Thomas Arnold pondered for a few moments the praise Scotland Yard would earn from such temporal acrobatics. Luckily, the chief superintendent’s limited imagination was unable to comprehend that once the murderer was arrested, not only would the corpse disappear, but so would everything relating to the crime, including the interview taking place at that very moment. There would be no murder to solve. In short: they would earn no plaudits because they would have done nothing. The consequences of arresting Shackleton in the future, before he traveled into the past to commit his crime, were so unpredictable that Garrett himself, as soon as he paused to analyze them for a moment, found them dizzying. What would they do with a murderer whose crime no one remembered because he had been arrested before he committed it? What the devil would they accuse him of? Or perhaps Garrett’s journey into the future would also be flushed away down the giant cosmic drain where everything that had been prevented from happening disappeared? He did not know, but he was certain he was the instrument to set everything in motion.
After two hours of discussion, the dazed Chief Superintendent Arnold had ended the interview with a promise to Garrett that he would meet the commissioner and the prime minister that very afternoon and explain the situation to them as best he could. Garrett thanked him. This meant the following day, if no problems arose, he would receive the warrant to arrest Shackleton in the year 2000. Then he would go to Murray’s Time Travel to see Gilliam and demand three seats on the next voyage of his Cronotilus.

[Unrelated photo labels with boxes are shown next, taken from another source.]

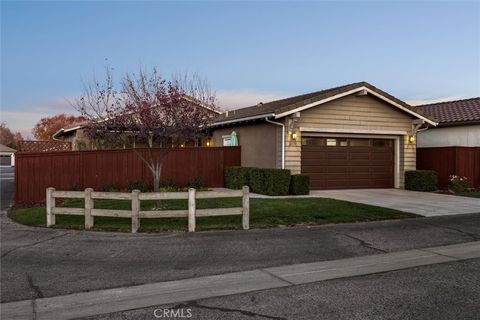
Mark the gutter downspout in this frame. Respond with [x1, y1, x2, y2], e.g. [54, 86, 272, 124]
[265, 117, 285, 169]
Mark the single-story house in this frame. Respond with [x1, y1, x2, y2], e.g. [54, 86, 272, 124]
[416, 98, 480, 188]
[0, 144, 16, 167]
[211, 82, 437, 189]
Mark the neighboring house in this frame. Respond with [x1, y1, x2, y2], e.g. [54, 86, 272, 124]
[416, 98, 480, 188]
[211, 82, 436, 189]
[53, 122, 89, 150]
[52, 98, 221, 150]
[0, 144, 16, 167]
[416, 98, 480, 148]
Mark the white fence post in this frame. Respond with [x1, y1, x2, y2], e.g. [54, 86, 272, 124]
[188, 188, 196, 232]
[46, 187, 55, 227]
[85, 188, 93, 229]
[132, 190, 140, 233]
[242, 186, 250, 230]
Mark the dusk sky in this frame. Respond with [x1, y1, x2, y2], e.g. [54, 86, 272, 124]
[1, 1, 480, 138]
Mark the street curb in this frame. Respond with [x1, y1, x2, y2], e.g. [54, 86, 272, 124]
[0, 241, 480, 320]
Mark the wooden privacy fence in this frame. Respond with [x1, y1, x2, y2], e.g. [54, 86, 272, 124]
[417, 147, 480, 188]
[15, 147, 241, 205]
[46, 186, 250, 233]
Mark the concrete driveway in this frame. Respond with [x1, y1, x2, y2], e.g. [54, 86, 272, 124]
[311, 189, 480, 217]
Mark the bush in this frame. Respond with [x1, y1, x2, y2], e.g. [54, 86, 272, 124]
[405, 170, 438, 191]
[224, 167, 253, 189]
[127, 180, 151, 192]
[290, 174, 310, 195]
[248, 168, 290, 196]
[187, 177, 205, 190]
[448, 175, 470, 193]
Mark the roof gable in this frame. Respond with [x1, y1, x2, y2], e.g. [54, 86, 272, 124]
[216, 82, 436, 125]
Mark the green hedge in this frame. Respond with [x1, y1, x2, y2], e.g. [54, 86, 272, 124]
[248, 168, 290, 196]
[290, 174, 310, 195]
[224, 167, 253, 189]
[405, 170, 438, 191]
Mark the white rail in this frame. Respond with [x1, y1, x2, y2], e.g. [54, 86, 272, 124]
[46, 186, 250, 233]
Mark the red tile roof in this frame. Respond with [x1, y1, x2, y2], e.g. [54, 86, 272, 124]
[415, 97, 480, 127]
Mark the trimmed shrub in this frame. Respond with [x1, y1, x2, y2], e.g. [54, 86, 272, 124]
[187, 177, 205, 190]
[290, 174, 310, 195]
[248, 168, 290, 196]
[224, 167, 253, 189]
[448, 175, 470, 193]
[405, 170, 438, 191]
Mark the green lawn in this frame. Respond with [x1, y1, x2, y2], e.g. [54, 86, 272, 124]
[9, 198, 416, 232]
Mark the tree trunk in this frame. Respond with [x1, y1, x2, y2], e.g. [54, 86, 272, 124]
[153, 163, 162, 209]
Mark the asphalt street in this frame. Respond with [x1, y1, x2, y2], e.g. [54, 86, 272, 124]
[1, 168, 480, 319]
[84, 259, 480, 320]
[1, 199, 480, 302]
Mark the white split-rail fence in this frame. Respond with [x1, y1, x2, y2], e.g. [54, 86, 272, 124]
[46, 186, 250, 233]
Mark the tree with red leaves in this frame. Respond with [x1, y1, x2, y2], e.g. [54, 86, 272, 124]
[74, 68, 216, 198]
[32, 113, 86, 140]
[0, 123, 23, 149]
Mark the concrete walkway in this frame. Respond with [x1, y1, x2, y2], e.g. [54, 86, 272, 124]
[312, 189, 480, 217]
[0, 241, 480, 320]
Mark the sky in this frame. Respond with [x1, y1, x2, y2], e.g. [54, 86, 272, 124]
[0, 1, 480, 135]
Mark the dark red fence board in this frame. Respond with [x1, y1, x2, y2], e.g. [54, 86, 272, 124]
[15, 147, 241, 205]
[417, 147, 480, 189]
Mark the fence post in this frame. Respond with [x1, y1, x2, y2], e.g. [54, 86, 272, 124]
[85, 188, 93, 229]
[242, 186, 250, 230]
[132, 190, 140, 233]
[46, 187, 55, 227]
[188, 188, 196, 232]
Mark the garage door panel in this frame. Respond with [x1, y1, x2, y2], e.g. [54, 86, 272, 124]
[301, 138, 394, 189]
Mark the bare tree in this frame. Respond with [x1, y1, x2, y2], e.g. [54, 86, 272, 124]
[74, 68, 216, 199]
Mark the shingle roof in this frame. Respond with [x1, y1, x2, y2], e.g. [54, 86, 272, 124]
[0, 144, 16, 152]
[416, 97, 480, 126]
[216, 81, 428, 122]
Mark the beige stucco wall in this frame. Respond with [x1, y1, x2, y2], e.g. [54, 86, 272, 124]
[212, 123, 281, 168]
[284, 95, 416, 187]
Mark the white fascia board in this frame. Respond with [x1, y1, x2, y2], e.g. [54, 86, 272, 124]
[209, 113, 275, 127]
[300, 127, 407, 136]
[275, 87, 438, 126]
[365, 88, 438, 126]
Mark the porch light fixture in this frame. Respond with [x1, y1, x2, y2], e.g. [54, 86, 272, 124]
[408, 134, 415, 144]
[292, 131, 297, 141]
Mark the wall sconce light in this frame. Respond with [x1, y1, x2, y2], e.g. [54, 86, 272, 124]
[292, 131, 298, 141]
[408, 134, 415, 144]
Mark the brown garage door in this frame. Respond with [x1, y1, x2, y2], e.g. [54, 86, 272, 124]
[302, 137, 394, 189]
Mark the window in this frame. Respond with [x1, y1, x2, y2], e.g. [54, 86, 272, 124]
[327, 138, 348, 147]
[302, 138, 325, 146]
[327, 139, 337, 147]
[350, 139, 370, 147]
[373, 140, 393, 147]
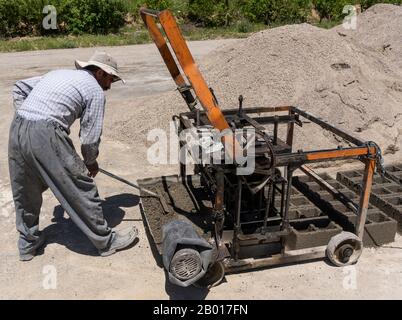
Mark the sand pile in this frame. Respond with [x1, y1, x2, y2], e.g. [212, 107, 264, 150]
[107, 5, 402, 158]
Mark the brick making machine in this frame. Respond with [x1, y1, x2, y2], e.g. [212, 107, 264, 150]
[138, 8, 400, 287]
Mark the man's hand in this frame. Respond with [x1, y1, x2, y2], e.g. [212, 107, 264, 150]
[86, 161, 99, 178]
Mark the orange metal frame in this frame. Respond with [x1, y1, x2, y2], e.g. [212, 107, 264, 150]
[140, 8, 377, 239]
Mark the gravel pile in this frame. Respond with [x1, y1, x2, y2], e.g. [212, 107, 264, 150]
[107, 5, 402, 160]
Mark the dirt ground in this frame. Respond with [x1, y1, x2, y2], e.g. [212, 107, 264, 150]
[0, 40, 402, 299]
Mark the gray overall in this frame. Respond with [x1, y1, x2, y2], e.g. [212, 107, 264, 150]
[8, 115, 112, 254]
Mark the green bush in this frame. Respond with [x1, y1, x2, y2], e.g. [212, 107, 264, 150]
[61, 0, 127, 34]
[243, 0, 311, 24]
[358, 0, 402, 10]
[313, 0, 356, 20]
[0, 0, 127, 37]
[188, 0, 244, 27]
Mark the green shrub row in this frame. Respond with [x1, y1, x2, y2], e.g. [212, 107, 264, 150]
[0, 0, 127, 37]
[0, 0, 402, 37]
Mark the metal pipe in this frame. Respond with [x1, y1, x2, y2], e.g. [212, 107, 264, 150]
[232, 177, 243, 260]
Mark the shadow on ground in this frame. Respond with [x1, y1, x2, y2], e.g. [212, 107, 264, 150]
[165, 270, 209, 300]
[43, 193, 140, 256]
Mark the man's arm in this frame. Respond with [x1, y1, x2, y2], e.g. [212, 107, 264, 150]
[80, 91, 106, 176]
[13, 77, 42, 110]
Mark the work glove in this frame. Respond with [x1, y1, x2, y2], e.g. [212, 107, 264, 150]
[86, 160, 99, 178]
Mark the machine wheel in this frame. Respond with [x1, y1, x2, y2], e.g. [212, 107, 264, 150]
[326, 232, 363, 267]
[194, 261, 225, 288]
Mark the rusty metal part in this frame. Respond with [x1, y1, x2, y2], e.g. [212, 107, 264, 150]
[140, 8, 381, 278]
[300, 166, 358, 213]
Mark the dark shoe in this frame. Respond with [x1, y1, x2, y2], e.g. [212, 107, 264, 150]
[99, 227, 138, 257]
[20, 236, 45, 261]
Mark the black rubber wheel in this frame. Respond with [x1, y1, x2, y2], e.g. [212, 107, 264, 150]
[326, 232, 363, 267]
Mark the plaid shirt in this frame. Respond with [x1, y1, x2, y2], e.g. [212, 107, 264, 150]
[13, 70, 105, 164]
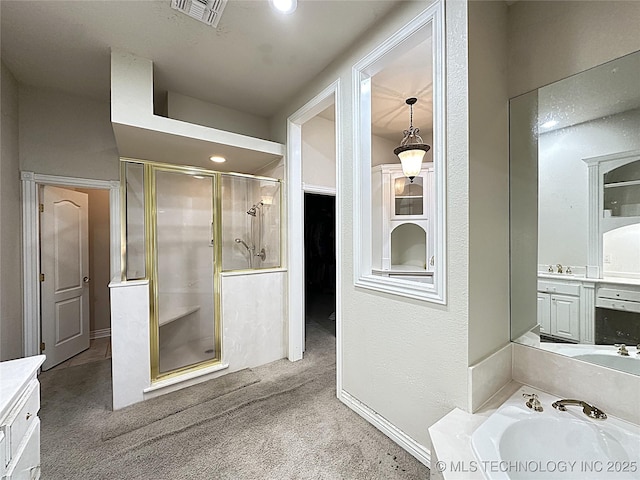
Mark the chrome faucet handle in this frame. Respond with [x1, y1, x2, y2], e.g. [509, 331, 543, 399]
[613, 343, 629, 357]
[551, 398, 607, 420]
[522, 393, 544, 412]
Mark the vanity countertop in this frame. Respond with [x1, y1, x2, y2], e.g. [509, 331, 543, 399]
[0, 355, 46, 418]
[538, 272, 640, 286]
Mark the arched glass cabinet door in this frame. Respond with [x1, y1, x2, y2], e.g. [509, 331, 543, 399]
[603, 160, 640, 217]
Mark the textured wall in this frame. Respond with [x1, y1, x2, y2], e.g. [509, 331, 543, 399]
[509, 0, 640, 97]
[469, 1, 509, 365]
[0, 63, 22, 361]
[20, 86, 120, 180]
[272, 1, 468, 446]
[167, 92, 269, 140]
[302, 117, 336, 188]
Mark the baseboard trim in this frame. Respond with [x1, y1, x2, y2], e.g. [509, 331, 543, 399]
[338, 390, 431, 468]
[89, 328, 111, 340]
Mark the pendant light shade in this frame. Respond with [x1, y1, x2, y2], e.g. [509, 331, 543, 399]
[393, 98, 431, 182]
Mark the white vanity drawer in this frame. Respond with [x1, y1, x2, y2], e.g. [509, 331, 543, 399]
[4, 417, 40, 480]
[596, 287, 640, 302]
[0, 430, 9, 470]
[538, 280, 580, 297]
[596, 297, 640, 313]
[4, 380, 40, 461]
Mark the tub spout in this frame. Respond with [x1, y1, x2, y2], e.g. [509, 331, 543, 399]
[551, 399, 607, 420]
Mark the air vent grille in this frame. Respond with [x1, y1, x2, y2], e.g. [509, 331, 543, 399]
[171, 0, 228, 28]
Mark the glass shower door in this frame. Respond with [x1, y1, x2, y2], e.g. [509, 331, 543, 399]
[152, 168, 220, 378]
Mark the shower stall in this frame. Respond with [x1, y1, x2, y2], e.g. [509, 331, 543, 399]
[222, 174, 280, 271]
[122, 160, 281, 381]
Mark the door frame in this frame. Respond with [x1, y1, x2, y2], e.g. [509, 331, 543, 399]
[285, 78, 343, 397]
[20, 171, 122, 357]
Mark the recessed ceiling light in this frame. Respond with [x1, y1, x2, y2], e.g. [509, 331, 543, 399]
[269, 0, 298, 14]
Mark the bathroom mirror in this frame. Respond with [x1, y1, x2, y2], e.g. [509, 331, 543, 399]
[510, 52, 640, 375]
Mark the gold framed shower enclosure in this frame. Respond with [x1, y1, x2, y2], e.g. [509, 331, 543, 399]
[121, 159, 222, 382]
[120, 158, 282, 382]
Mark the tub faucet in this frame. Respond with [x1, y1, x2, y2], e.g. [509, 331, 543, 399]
[614, 343, 629, 357]
[551, 399, 607, 420]
[522, 393, 544, 412]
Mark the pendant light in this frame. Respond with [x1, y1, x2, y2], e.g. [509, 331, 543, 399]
[393, 97, 431, 183]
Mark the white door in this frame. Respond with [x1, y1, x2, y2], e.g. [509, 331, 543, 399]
[40, 186, 89, 370]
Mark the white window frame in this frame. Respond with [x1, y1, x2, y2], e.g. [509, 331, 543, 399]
[352, 0, 447, 304]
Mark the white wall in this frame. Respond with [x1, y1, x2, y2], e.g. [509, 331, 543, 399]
[371, 132, 400, 167]
[272, 1, 470, 446]
[19, 85, 120, 180]
[0, 63, 22, 361]
[538, 110, 640, 267]
[77, 188, 111, 332]
[464, 1, 509, 365]
[302, 116, 336, 188]
[509, 0, 640, 98]
[167, 92, 269, 140]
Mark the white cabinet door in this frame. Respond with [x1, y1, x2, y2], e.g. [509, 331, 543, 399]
[551, 295, 580, 341]
[538, 292, 551, 334]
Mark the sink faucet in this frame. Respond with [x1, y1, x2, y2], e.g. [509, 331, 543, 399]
[614, 343, 629, 357]
[522, 393, 543, 412]
[551, 399, 607, 420]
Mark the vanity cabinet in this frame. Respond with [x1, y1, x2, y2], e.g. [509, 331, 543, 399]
[371, 163, 434, 282]
[0, 355, 45, 480]
[538, 281, 581, 342]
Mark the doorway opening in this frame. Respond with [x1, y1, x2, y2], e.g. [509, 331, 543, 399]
[304, 193, 336, 337]
[38, 185, 111, 370]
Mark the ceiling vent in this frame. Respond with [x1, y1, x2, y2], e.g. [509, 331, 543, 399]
[171, 0, 228, 27]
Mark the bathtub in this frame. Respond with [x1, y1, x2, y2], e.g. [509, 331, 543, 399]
[540, 342, 640, 376]
[471, 386, 640, 480]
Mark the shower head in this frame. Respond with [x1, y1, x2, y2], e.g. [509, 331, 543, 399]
[235, 238, 251, 250]
[247, 200, 264, 217]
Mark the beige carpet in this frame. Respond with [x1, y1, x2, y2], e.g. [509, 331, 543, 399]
[40, 325, 429, 480]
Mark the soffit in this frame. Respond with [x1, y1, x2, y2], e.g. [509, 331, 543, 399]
[0, 0, 401, 117]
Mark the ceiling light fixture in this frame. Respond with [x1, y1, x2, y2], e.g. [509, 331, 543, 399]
[269, 0, 298, 15]
[393, 97, 431, 183]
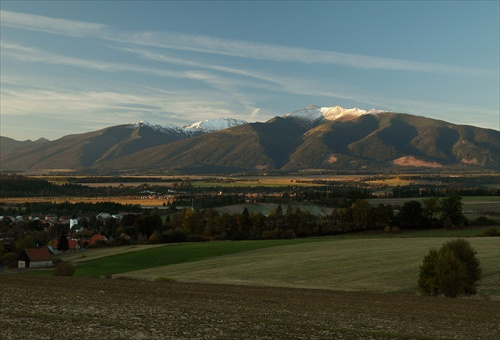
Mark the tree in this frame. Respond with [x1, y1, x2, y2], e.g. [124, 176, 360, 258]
[351, 199, 373, 229]
[398, 200, 424, 228]
[418, 239, 481, 297]
[57, 232, 69, 251]
[441, 193, 467, 227]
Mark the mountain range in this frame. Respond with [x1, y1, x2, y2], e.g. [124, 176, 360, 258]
[0, 105, 500, 174]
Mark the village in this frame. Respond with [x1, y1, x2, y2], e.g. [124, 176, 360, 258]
[0, 213, 118, 270]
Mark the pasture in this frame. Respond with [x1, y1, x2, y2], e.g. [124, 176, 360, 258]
[61, 237, 500, 300]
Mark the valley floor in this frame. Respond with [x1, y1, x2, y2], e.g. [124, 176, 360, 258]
[0, 273, 500, 339]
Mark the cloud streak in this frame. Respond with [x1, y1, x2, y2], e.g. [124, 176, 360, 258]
[0, 11, 497, 76]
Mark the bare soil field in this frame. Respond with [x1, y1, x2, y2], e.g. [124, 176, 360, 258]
[0, 274, 500, 339]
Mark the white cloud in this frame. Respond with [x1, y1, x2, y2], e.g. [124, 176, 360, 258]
[0, 10, 106, 37]
[1, 11, 492, 77]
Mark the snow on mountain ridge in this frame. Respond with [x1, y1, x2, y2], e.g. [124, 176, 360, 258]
[182, 117, 247, 132]
[128, 120, 182, 132]
[128, 118, 247, 134]
[283, 105, 384, 124]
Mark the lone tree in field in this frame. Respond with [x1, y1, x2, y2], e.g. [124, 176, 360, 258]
[418, 239, 481, 297]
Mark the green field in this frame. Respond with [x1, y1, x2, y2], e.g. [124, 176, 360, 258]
[62, 237, 500, 300]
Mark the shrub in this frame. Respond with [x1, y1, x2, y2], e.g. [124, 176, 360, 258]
[53, 262, 75, 276]
[0, 252, 19, 268]
[418, 239, 481, 297]
[484, 227, 500, 236]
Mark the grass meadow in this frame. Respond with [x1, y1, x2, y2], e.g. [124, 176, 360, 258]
[56, 234, 500, 300]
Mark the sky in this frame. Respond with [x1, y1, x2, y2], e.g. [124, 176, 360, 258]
[0, 0, 500, 140]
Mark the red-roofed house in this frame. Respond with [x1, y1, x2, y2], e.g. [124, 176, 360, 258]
[90, 234, 108, 244]
[17, 247, 53, 268]
[52, 238, 80, 250]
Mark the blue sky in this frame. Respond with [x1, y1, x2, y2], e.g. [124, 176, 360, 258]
[0, 0, 500, 140]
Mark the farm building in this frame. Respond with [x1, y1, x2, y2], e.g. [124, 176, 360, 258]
[17, 247, 52, 268]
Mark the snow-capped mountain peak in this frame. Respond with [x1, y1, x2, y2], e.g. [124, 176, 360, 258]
[128, 120, 182, 132]
[283, 105, 383, 124]
[182, 118, 247, 132]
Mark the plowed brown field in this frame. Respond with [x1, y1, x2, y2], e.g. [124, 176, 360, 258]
[0, 274, 500, 339]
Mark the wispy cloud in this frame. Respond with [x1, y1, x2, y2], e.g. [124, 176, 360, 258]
[0, 10, 106, 37]
[0, 11, 492, 76]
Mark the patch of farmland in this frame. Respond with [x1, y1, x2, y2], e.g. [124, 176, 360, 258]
[0, 274, 500, 340]
[116, 237, 500, 299]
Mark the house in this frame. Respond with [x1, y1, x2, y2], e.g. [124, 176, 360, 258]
[17, 247, 53, 268]
[52, 238, 80, 250]
[90, 234, 108, 245]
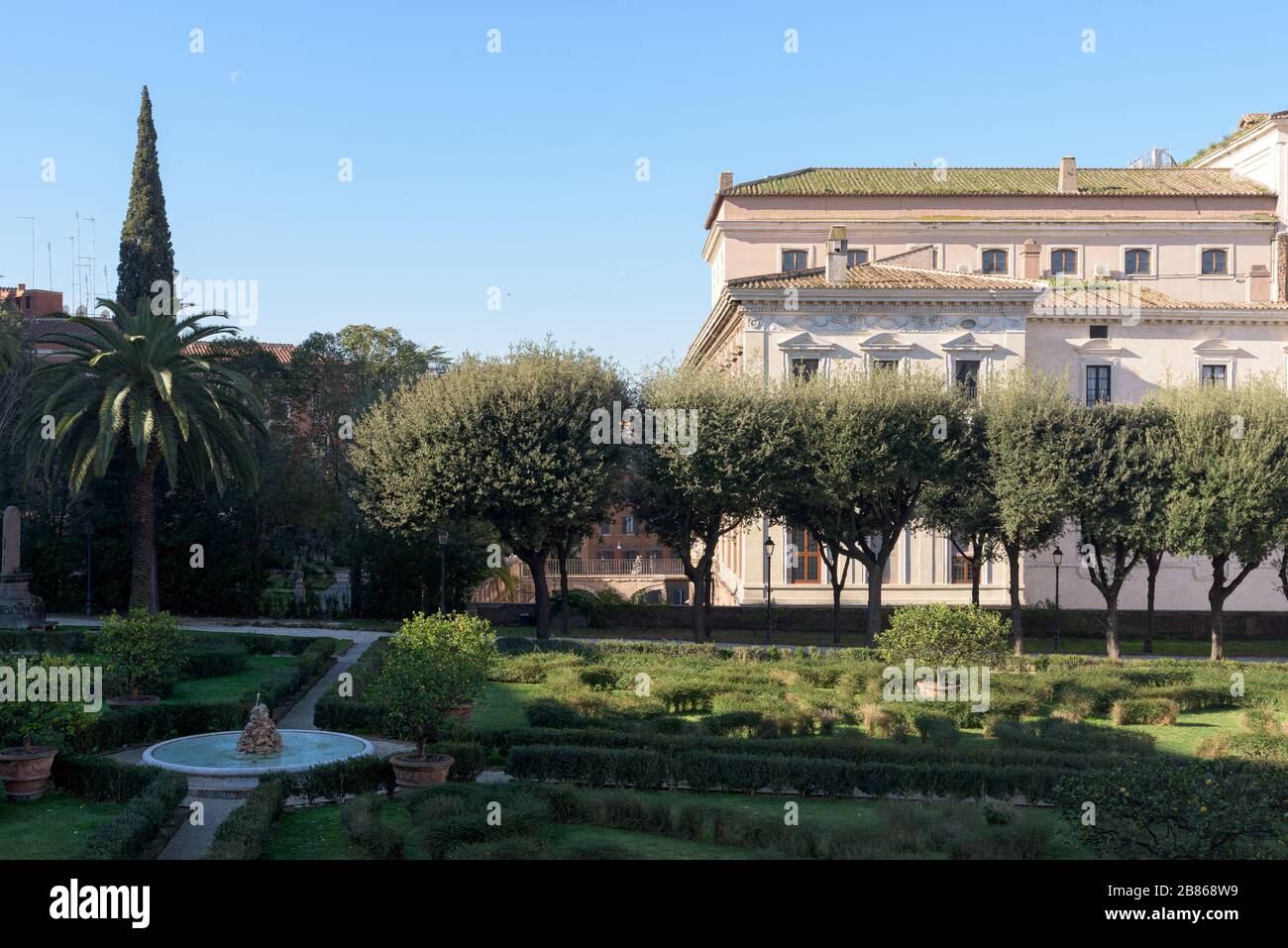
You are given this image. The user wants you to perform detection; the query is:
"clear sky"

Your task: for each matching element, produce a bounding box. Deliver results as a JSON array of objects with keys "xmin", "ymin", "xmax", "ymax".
[{"xmin": 0, "ymin": 0, "xmax": 1288, "ymax": 370}]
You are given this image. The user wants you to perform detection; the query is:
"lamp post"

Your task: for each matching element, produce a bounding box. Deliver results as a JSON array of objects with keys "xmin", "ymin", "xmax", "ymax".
[
  {"xmin": 1051, "ymin": 546, "xmax": 1064, "ymax": 655},
  {"xmin": 85, "ymin": 520, "xmax": 94, "ymax": 616},
  {"xmin": 765, "ymin": 537, "xmax": 774, "ymax": 645},
  {"xmin": 438, "ymin": 527, "xmax": 447, "ymax": 613}
]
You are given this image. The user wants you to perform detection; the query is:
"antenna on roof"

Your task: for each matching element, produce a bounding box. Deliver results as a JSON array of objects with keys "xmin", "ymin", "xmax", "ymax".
[{"xmin": 1127, "ymin": 149, "xmax": 1176, "ymax": 167}]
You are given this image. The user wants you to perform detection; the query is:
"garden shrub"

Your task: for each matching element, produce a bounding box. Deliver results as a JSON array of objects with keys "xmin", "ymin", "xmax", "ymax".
[
  {"xmin": 1055, "ymin": 758, "xmax": 1288, "ymax": 859},
  {"xmin": 206, "ymin": 774, "xmax": 291, "ymax": 859},
  {"xmin": 877, "ymin": 603, "xmax": 1010, "ymax": 669},
  {"xmin": 1109, "ymin": 698, "xmax": 1181, "ymax": 724},
  {"xmin": 340, "ymin": 793, "xmax": 403, "ymax": 859}
]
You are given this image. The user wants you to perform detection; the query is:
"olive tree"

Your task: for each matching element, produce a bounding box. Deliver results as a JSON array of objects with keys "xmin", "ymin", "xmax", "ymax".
[
  {"xmin": 627, "ymin": 369, "xmax": 789, "ymax": 642},
  {"xmin": 980, "ymin": 369, "xmax": 1074, "ymax": 655},
  {"xmin": 1069, "ymin": 402, "xmax": 1172, "ymax": 660},
  {"xmin": 1160, "ymin": 378, "xmax": 1288, "ymax": 661},
  {"xmin": 352, "ymin": 340, "xmax": 627, "ymax": 638}
]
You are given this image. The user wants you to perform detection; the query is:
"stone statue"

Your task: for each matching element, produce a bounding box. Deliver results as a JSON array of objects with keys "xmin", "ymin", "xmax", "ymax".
[{"xmin": 237, "ymin": 694, "xmax": 282, "ymax": 754}]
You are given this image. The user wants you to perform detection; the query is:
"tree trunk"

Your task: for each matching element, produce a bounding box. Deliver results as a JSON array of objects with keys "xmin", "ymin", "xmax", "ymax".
[
  {"xmin": 686, "ymin": 567, "xmax": 709, "ymax": 643},
  {"xmin": 866, "ymin": 559, "xmax": 885, "ymax": 648},
  {"xmin": 1105, "ymin": 592, "xmax": 1122, "ymax": 662},
  {"xmin": 559, "ymin": 550, "xmax": 570, "ymax": 639},
  {"xmin": 1208, "ymin": 557, "xmax": 1231, "ymax": 662},
  {"xmin": 1145, "ymin": 557, "xmax": 1163, "ymax": 656},
  {"xmin": 130, "ymin": 455, "xmax": 159, "ymax": 613},
  {"xmin": 515, "ymin": 550, "xmax": 550, "ymax": 639},
  {"xmin": 1006, "ymin": 544, "xmax": 1024, "ymax": 656}
]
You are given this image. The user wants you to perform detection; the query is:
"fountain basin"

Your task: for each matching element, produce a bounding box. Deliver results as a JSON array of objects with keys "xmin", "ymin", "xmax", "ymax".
[{"xmin": 143, "ymin": 730, "xmax": 375, "ymax": 777}]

As one might expect, while Garrett waited he mulled over the case. On this occasion, however, rather than attempt to solve it by analyzing the various elements, which was pointless as he had already found the murderer, he simply marveled at its extraordinary ramifications, as if he were examining a web spun by a new species of spider. And for once Garrett was not sitting in his office thinking these thoughts, but on a bench on the pavement opposite a luxurious house on Sloane Street. This was the abode of Nathan Ferguson, the pianola manufacturer, whom, unfortunately, owing to his friendship with his father, Garrett had known all his life. Garrett had his doubts whether this odious fellow was in fact largely responsible for the devastating war of the future as that foul-mouthed young Winslow had suggested in jest, but he had nothing against spending the evening enjoying a bunch of grapes while he watched his house to see whether anyone suspicious came prowling around. If they did, it would no doubt save him a trip to the future. But it was quite possible too that Ferguson’s only function in the vast scheme of the universe was as a manufacturer of those absurd pianolas, and that Captain Shackleton was at that very moment stalking someone else’s house. Why else would he have killed the tramp? What could that poor wretch’s life have meant to the captain? Had he been an unfortunate casualty, an accident, or was there more to the cadaver lying in the morgue than met the eye? Was it perhaps a key piece in the puzzle of the future? Garrett was absorbed in these thoughts but was forced to end them when he saw the door to the house open and Ferguson step out. The inspector rose from his bench and ducked behind a tree from where he had a clear view of what was happening on the pavement opposite. Ferguson paused to put on his top hat and survey the night with a triumphant expression. Garrett saw that he was elegantly turned out and assumed he must be on his way to some dinner or other. After pulling on his gloves, Ferguson closed the door behind him, descended the flight of steps, and began strolling down the street in a leisurely way. Apparently, wherever he was headed must be near enough for him not to summon his carriage. Garrett wondered whether to follow him or not.